Manan Khurma, the founder of Cuemath, has always loved mathematics. Find out how he built the edtech startup due to his love for maths.
Edtech startup Cuemath’s Founder & CEO, Manan Khurma, became fond of mathematics when he was just a child. But, unlike many others, he did not abandon the topic; instead, he became even more committed as he grew older. Manan attributes this to his solid academic basics.
Manan explains, “My mathematical background was quite solid. It was partly in my own self-interest. And partially because my parents were university professors and I had access to fantastic books.”
Manan began tutoring high school pupils in math while in college, and by 2006, his third year, he was assisting students with IIT entrance exam preparation. He soon realized that their early learning experiences influenced how well they comprehended the material as it progressed.
By 2007, Manan and Niraj Singh (now the Founder and CEO of Spinny) had abandoned college placements in favor of launching Locus Education, a test-prep company. They trained over 10,000 students in Delhi, Gurugram, Lucknow, and Jaipur with a staff of a few dozen professors.
However, the co-founders, who were themselves teachers, realized over time that it was challenging to maintain quality while developing a teacher-centric business. They sold the startup to another participant in the same market in 2010-11.
“It was a fantastic learning experience. I ended up teaching so many pupils from various origins, competency levels, cultural and socioeconomic circumstances,” Manan explains.
This time, he also emphasized the need of starting early if he intended to have an influence on student learning outcomes.
Manan says, “It is simpler to assist the pupil grow in the proper path if you start early.”
This notion resulted in the 2013 creation of the edtech business CueMath, with an investment of more than Rs 40 lakh.

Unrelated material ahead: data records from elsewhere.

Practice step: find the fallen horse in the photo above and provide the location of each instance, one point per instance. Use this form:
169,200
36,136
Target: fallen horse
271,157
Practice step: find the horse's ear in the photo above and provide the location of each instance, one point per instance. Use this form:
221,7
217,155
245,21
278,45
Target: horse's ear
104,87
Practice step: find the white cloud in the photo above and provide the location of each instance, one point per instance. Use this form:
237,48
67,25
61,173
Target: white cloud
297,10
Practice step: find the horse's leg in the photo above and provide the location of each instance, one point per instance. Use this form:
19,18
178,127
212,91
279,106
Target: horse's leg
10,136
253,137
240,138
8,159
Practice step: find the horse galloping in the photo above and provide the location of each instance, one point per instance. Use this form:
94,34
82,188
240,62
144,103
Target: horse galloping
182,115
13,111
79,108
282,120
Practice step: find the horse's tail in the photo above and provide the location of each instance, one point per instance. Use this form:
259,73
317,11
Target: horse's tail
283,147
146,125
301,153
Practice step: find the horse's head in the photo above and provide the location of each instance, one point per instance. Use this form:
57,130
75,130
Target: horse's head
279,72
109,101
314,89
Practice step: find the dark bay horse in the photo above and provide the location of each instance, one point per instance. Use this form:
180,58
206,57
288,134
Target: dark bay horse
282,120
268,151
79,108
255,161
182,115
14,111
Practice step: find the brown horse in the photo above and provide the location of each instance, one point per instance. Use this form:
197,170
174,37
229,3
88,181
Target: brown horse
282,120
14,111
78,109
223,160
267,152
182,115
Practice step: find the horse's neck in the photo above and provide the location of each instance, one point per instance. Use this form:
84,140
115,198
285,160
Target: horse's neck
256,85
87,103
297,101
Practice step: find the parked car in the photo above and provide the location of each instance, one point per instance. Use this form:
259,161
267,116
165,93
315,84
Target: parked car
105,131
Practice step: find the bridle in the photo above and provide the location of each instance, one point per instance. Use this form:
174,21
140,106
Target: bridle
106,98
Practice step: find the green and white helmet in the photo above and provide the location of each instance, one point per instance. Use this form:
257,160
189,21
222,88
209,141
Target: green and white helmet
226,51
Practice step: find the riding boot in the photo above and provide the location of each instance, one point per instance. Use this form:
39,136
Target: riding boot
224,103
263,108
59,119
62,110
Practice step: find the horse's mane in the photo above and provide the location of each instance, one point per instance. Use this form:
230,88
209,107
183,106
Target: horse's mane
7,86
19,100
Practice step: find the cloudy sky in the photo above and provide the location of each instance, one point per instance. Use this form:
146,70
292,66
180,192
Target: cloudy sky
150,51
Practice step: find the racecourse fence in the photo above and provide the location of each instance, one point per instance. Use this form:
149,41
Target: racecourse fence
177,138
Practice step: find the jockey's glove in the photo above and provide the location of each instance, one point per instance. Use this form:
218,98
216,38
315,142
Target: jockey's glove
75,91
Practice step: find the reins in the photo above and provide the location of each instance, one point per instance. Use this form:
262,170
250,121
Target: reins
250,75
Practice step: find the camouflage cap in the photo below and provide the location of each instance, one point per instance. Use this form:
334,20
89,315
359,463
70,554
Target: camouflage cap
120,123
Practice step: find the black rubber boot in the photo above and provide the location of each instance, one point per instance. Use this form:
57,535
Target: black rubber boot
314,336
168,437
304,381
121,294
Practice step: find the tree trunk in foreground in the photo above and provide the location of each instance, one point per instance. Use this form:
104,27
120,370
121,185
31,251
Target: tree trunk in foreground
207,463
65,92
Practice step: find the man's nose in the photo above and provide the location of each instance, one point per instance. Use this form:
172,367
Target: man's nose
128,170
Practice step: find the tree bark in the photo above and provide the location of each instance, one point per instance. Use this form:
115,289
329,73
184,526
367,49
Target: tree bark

Manan wished to develop a new type of mathematics-learning software to assist children fall in love with the subject and learn it the proper way—visually and intuitively—rather than memorizing equations.
He argues, “A majority of children study mathematics from the time they are studying in kindergarten. You have to start early if you want to have a significant influence on learning outcomes.”
He created a teacher-driven strategy for teaching the curriculum using printed workbooks. He sought stay-at-home, certified instructors about partnering with him and taking lessons in their homes.
A curriculum, a learning platform, and a pedagogy are delivered through a network of instructors in the model.
Cuemath failed to raise funding from investors for several years. Manan considered closing down several times.
Manan explains, “However, by 2015, Cuemath had around 100 instructors in the Delhi-NCR area who had collaborated with us, and the reaction from kids was quite positive.”
Cuemath received a seed investment of Rs 1 crore from Unitus Seed Fund as a result of this early scale and feedback. This enabled them to grow to 500 teachers in the next months.
Sequoia India led a $4 million Series A financing in the business in 2016. The next year, Sequoia and Alphabet-owned CapitalG led a $15 million Series B fundraising round. Cuemath was getting requests from locations where they didn’t have teachers by this point.
The team recognized that the hyperlocal matching capability would not assist them in scaling. To accommodate a bigger number of pupils, teachers have to work online as well. To maintain quality, however, 1:1 learning was required.
Cuemath began developing an online platform and conducting pilots in 2017-18. When COVID-19 hit in 2020, the startup was ready. All instructors moved to online teaching in less than two weeks.